Chez un homme qui a passé le reste de sa vie sur la tour d’ivoire, dans une mémoire encombrée d’érudition livresque, cet épisode a laissé un lot de souvenirs incongrus qui font un contraste ridicule avec le reste…

Avouer que je fus, dans des circonstances graves, un administrateur d’une ineptie amusante, c’est risquer, il est vrai, d’atteindre indirectement celui qui m’a désigné pour ces hautes fonctions, mais celui-là, bien entendu et comme d’habitude j’imagine, c’est le hasard qui est au-dessus de tout discrédit….

Cela se passait dans le courant de 1896, si je ne me trompe, pendant l’insurrection qui suivit la conquête. Elle amena un changement de gouverneur, à M.Laroche succéda le général Gallieni, et le proconsulat militaire fut inauguré par la condamnation à mort et l’exécution du ministre malgache de l’intérieur et d’un prince de la famille royale. Cette exécution fit quelque bruit à l’époque et alimenta des polémiques de presse, aux uns elle parut un crime militaire monstrueux et inutile ; aux autres un geste énergique, équitable et bienfaisant. Naturellement tout fut oublié en quinze jours, on ne peut pas imaginer que ce détail d’histoire coloniale ait retenu plus longtemps l’attention publique.

Le prince malgache exécuté, qui se nommait Ratsimamanga, et qui n’était rien moins qu’oncle de la reine, m’était à peine connu, il avait chez les Malgaches une très mauvaise réputation, justifiée par ses mangeries, il n’avait pas beaucoup de tête et pas beaucoup de cœur…

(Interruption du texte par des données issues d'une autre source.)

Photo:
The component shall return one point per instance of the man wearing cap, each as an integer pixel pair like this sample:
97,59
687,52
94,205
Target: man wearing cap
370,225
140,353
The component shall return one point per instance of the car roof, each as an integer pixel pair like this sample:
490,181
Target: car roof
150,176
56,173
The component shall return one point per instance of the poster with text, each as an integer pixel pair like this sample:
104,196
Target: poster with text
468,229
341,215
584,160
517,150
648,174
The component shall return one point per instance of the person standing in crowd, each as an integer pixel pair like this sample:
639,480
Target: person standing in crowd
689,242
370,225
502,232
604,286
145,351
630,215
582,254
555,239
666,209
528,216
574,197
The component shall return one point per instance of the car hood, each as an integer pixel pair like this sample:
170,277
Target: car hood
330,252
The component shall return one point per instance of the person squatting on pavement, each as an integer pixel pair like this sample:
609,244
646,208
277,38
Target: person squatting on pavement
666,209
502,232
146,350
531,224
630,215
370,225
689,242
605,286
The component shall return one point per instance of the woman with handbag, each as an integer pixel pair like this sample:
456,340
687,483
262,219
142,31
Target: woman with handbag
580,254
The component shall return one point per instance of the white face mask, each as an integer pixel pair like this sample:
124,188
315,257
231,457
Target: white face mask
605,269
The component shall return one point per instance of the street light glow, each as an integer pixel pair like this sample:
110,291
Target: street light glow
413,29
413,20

La victime de premier plan fut certainement le ministre de l’intérieur, Prince de la Paix.

J’étais moi-même directeur des affaires indigènes par intérim, le ministre de l’intérieur malgache de l’intérieur était mon collaborateur ; dans les six mois qui ont précédé sa mort, je l’ai vu au bureau tous les jours matin et soir, je lui ai serré la main très régulièrement quatre fois par jour, et j’ai eu souvent avec lui de longues conversations amicales. La veille de son exécution, je faisais fonction d’interprète au conseil de guerre. En cette qualité, j’ai dû lui traduire la sentence de mort ; la salle du conseil était toute petite, on se touchait, je lui communiquai son arrêt comme on cause, les yeux dans les yeux, à trente centimètres de sa figure extrêmement connue. Je n’y ai vu aucune trace d’émotion, sauf trois petites gouttes de sueur qui perlèrent brusquement sur son front, et il répondit simplement « oui, oui » avec sa petite voix douce habituelle…

Je n’ai pas la prétention d’avoir compris Prince de la Paix au moment même de nos relations quotidiennes… Ainsi est-il advenu que je n’ai pas vu l’homme véritable au moment où je l’avais sous les yeux…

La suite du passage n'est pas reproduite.